Legal

Privacy policy

Information pursuant to Art. 13 GDPR on the processing of personal data on this website.

1. Controller

Sebastian Rublewski
Spretistr. 33
81927 Munich
Germany
Email: captain@bitpanic.net

The controller within the meaning of the General Data Protection Regulation (GDPR) is the person named above.

2. Overview of processing

This personal portfolio website processes personal data only to the extent necessary to operate the site. It does not use advertising trackers, social-media plugins, or third-party analytics services (e.g. Google Analytics).

  • Providing the website and server log files (hosting)
  • Self-hosted, privacy-friendly visitor statistics (no cookies for visitors)
  • Administration area (operator only, not accessible to visitors)

3. Hosting

This website is hosted by All-Inkl.com — Neue Medien Münnich (Germany). When you access the site, the host automatically records server log files, including e.g. IP address, date and time of the request, URL accessed, browser type, and operating system.
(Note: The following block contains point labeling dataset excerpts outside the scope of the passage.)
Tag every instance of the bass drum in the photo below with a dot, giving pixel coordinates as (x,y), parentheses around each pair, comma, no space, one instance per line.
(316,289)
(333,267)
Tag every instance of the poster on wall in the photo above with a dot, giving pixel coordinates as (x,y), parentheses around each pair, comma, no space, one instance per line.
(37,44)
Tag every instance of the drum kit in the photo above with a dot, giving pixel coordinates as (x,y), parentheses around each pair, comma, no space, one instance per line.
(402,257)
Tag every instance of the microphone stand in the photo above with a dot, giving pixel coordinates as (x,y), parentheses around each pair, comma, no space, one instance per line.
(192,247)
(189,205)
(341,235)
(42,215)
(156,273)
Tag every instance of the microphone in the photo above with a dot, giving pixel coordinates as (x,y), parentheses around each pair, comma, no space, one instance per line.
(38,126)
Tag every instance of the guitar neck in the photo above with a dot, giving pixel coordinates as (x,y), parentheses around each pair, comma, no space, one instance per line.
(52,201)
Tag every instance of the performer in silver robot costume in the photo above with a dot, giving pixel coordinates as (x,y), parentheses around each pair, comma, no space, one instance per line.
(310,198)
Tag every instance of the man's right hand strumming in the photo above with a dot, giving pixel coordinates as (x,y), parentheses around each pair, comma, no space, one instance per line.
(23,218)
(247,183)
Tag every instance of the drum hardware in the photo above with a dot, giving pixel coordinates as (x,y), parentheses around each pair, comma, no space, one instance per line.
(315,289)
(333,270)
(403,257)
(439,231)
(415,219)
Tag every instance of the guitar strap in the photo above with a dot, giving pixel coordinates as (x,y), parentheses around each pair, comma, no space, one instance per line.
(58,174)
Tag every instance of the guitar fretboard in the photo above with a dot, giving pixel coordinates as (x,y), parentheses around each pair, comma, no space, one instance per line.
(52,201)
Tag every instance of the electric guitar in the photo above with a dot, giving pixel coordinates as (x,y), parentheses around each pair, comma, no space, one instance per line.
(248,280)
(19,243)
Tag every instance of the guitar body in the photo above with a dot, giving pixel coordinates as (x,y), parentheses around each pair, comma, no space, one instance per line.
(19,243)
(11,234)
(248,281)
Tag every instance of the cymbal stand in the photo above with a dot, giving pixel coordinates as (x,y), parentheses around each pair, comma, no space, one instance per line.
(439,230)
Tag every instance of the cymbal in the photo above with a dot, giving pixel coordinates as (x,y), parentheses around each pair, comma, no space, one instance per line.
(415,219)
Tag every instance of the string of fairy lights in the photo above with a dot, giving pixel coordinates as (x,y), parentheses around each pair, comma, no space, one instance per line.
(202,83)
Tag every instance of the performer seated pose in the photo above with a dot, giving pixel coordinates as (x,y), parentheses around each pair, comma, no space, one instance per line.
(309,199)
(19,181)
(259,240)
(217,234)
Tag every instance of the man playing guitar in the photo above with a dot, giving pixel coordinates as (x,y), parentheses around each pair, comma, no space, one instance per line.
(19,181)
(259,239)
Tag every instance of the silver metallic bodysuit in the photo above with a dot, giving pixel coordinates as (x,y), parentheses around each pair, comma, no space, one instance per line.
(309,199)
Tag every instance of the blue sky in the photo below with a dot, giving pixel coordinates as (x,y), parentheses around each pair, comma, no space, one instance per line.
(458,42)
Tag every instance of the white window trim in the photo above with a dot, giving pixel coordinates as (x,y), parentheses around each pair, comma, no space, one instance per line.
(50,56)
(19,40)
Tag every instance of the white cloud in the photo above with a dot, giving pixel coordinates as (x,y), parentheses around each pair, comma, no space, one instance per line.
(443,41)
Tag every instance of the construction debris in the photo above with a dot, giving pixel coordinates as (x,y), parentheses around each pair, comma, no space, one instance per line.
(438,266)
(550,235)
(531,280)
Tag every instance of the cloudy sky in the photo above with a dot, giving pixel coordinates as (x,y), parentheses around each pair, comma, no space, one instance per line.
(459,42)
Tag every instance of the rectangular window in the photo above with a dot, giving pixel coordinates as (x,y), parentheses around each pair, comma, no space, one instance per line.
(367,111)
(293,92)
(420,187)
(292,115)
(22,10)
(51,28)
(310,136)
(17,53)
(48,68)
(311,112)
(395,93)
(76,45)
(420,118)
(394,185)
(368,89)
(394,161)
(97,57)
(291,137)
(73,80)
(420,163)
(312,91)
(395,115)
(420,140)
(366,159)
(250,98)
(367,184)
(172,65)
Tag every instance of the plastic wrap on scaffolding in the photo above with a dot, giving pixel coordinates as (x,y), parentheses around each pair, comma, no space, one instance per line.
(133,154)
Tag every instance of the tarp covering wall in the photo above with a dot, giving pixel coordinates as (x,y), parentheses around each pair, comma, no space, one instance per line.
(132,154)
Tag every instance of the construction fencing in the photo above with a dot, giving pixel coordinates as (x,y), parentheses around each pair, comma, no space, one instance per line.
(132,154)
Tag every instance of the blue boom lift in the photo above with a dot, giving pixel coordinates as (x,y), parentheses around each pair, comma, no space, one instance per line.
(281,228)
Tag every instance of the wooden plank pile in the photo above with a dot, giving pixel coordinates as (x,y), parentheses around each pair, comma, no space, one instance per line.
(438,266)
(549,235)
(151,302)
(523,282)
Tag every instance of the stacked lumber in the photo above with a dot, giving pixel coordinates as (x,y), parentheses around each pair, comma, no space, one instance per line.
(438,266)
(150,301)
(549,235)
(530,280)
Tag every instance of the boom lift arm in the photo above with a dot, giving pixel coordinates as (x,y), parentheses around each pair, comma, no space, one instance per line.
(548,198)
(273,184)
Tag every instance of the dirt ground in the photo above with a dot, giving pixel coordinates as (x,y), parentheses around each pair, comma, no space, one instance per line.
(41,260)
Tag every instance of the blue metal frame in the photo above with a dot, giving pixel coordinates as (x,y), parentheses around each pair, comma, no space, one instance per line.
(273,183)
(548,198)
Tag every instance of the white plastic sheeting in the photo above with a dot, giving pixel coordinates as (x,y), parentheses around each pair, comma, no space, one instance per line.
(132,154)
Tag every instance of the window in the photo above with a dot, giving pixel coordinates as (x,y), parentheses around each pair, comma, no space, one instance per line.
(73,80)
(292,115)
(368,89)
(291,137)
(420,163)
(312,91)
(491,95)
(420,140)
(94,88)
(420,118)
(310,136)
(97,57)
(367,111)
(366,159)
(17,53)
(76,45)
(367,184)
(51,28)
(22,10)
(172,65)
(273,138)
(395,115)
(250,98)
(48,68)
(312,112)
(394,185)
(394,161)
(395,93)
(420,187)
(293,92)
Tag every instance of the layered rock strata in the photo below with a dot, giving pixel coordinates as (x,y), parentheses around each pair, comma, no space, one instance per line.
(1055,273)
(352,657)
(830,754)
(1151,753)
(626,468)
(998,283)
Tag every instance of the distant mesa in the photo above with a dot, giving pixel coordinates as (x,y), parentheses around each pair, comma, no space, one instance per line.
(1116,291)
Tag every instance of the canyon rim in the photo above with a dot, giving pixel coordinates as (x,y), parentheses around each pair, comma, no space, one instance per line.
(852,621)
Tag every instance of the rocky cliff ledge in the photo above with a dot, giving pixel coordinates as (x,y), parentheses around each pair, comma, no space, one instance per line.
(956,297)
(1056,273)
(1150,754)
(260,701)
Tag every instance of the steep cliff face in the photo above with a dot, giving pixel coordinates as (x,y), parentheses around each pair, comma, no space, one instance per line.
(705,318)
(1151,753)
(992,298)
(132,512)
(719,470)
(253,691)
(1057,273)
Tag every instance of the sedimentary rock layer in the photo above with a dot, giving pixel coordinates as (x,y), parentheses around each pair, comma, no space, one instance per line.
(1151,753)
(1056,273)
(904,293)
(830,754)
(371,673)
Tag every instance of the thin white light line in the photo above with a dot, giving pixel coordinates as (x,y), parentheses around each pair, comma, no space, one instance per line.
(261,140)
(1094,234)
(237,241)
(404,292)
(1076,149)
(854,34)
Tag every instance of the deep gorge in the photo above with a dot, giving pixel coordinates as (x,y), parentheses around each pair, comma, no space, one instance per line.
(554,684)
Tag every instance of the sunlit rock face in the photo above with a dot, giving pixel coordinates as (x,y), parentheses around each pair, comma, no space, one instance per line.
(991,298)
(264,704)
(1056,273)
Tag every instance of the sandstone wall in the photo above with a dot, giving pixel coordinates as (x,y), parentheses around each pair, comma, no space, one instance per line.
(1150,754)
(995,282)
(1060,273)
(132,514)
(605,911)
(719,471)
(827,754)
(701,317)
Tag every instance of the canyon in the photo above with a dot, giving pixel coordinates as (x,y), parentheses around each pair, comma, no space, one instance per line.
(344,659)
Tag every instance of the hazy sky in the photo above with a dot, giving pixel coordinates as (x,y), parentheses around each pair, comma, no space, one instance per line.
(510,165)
Legal basis: Art. 6 (1) (f) GDPR (legitimate interest in secure and stable provision of the website). Log files are retained and deleted according to the host's policies.

More information: All-Inkl privacy information (German).

4. Own visitor statistics

To understand which pages are used, this website collects lightweight visitor statistics. No cookies are set for normal visitors, and full IP addresses are not stored.

Data collected

  • Page path visited (e.g. /wiki.php or /article.php?slug=…)
  • External referrer (source page), if any
  • Time of the visit
  • A daily pseudonymous visitor hash (derived from IP address, user agent, and a daily salt — not traceable across days)
  • Whether the visit is likely from a bot

Purpose and legal basis

The purpose is to understand how this personal website is used (e.g. which projects and articles are read) so content can be maintained sensibly. Legal basis: Art. 6 (1) (f) GDPR (legitimate interest). The interest in a privacy-friendly, self-hosted statistic without third parties outweighs the limited privacy impact, as individuals are not permanently identified.

Retention

Statistics entries are automatically deleted after 90 days.

Technical implementation

PHP pages are recorded server-side (includes/track.php). Static demo pages send a minimal visit signal to /t.php (via sendBeacon), which also transmits only the page path and referrer — no image data or demo content.

5. Cookies

The public area of this website sets no tracking cookies for visitors.

After logging in, the protected administration area (/admin/) sets a strictly necessary session cookie to maintain the operator's session. This area is not accessible to visitors. Legal basis: Art. 6 (1) (f) GDPR (security and operation of the admin area).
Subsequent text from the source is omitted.